On Monday journalist and historian Gareth Porter wrote about how the media had fallen for the bait “to hype up Marja as the objective of ‘Operation Moshtarak’ by planting the false impression that it is a good-sized city.”
For weeks, the U.S. public followed the biggest offensive of the Afghanistan War against what it was told was a “city of 80,000 people” as well as the logistical hub of the Taliban in that part of Helmand. That idea was a central element in the overall impression built up in February that Marja was a major strategic objective, more important than other district centres in Helmand.
It turns out, however, that the picture of Marja presented by military officials and obediently reported by major news media is one of the clearest and most dramatic pieces of misinformation of the entire war, apparently aimed at hyping the offensive as a historic turning point in the conflict.
Marja is not a city or even a real town, but either a few clusters of farmers’ homes or a large agricultural area covering much of the southern Helmand River Valley.
“It’s not urban at all,” an official of the International Security Assistance Force (ISAF), who asked not to be identified, admitted to IPS Sunday. He called Marja a “rural community”.
Porter noted that the propaganda campaign had probably been ordered from the top.
A central task of “information operations” in counterinsurgency wars is “establishing the COIN [counterinsurgency] narrative”, according to the Army Counterinsurgency Field Manual as revised under Gen. David Petraeus in 2006.
That task is usually done by “higher headquarters” rather than in the field, as the manual notes.
The COIN manual asserts that news media “directly influence the attitude of key audiences toward counterinsurgents, their operations and the opposing insurgency.” The manual refers to “a war of perceptions…conducted continuously using the news media.”
Gen. Stanley A. McChrystal, commander of ISAF, was clearly preparing to wage such a war in advance of the Marja operation. In remarks made just before the offensive began, McChrystal invoked the language of the counterinsurgency manual, saying, “This is all a war of perceptions.”
The Washington Post reported Feb. 22 that the decision to launch the offensive against Marja was intended largely to impress U.S. public opinion with the effectiveness of the U.S. military in Afghanistan by showing that it could achieve a “large and loud victory.”
The false impression that Marja was a significant city was an essential part of that message.
A key senior figure in a Bush administration covert Pentagon program, which used retired military analysts to produce positive wartime news coverage, remains in the same position today as a chief Obama Defense Department spokesman and the agency’s head of all media operations.

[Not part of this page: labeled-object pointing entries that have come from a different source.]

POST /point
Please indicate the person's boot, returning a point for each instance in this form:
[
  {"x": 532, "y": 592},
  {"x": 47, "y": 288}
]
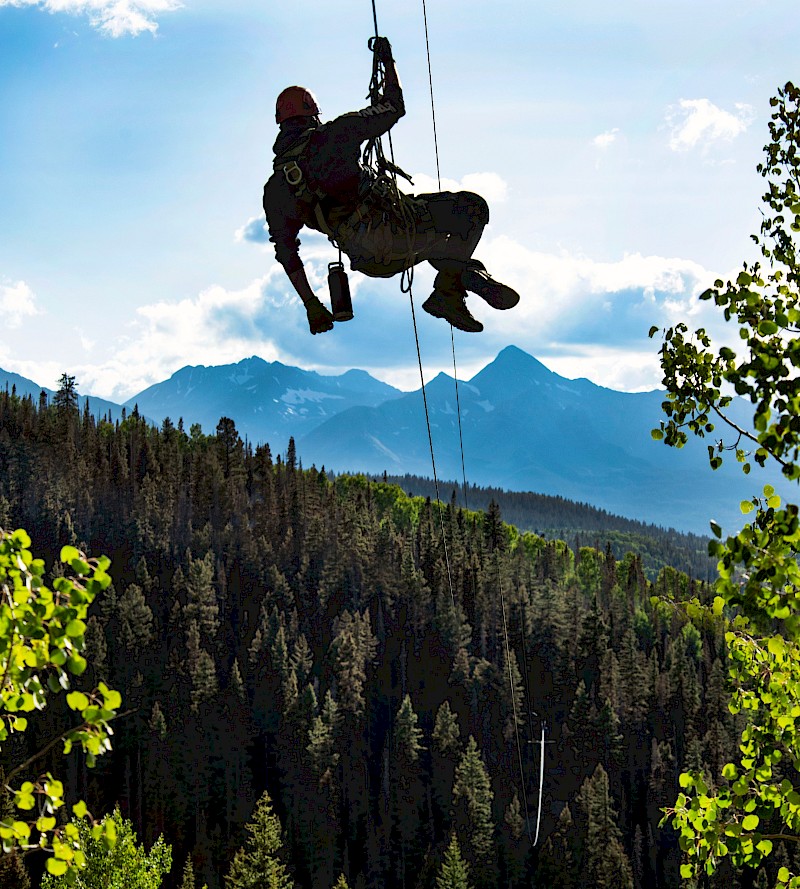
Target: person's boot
[
  {"x": 447, "y": 301},
  {"x": 476, "y": 279}
]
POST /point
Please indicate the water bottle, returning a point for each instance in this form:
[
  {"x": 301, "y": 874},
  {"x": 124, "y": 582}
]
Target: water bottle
[{"x": 339, "y": 288}]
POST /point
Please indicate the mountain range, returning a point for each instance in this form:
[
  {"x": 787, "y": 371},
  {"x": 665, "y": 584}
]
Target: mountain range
[{"x": 524, "y": 428}]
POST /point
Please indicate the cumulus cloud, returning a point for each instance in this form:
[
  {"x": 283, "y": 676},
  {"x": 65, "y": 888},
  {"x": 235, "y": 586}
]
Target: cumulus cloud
[
  {"x": 17, "y": 302},
  {"x": 114, "y": 18},
  {"x": 606, "y": 139},
  {"x": 574, "y": 307},
  {"x": 699, "y": 121},
  {"x": 254, "y": 230},
  {"x": 581, "y": 316}
]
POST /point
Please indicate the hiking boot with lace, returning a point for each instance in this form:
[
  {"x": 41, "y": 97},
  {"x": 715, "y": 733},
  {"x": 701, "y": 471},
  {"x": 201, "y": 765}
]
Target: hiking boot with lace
[
  {"x": 476, "y": 279},
  {"x": 450, "y": 305}
]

In an examination of Pentagon documents the New York Times obtained through a Freedom of Information Act request — which reporter David Barstow leveraged for his April 2008 Pulitzer Prize-winning exposé on the program – Raw Story has found that Bryan Whitman surfaces in over 500 emails and transcripts, revealing the deputy assistant secretary of defense for media operations was both one of the program’s senior participants and an active member.
The program was ostensibly run out of the Pentagon’s public affairs office for community relations, as part of its outreach, and attended to by political appointees, most visibly in these records by then community relations chief Allison Barber and director Dallas Lawrence.
But as Barstow noted in his report, in running the program out of that office rather than from the agency’s regular press office, “the decision recalled other Bush administration tactics that subverted traditional journalism.” In addition to concealing the true nature of the program and the retired military officers’ participation in it, this tactic produced one other effect.
It provided Bryan Whitman, a career civil servant and senior Defense Department official who oversees the press office and all media operations, cover if and when the program was revealed.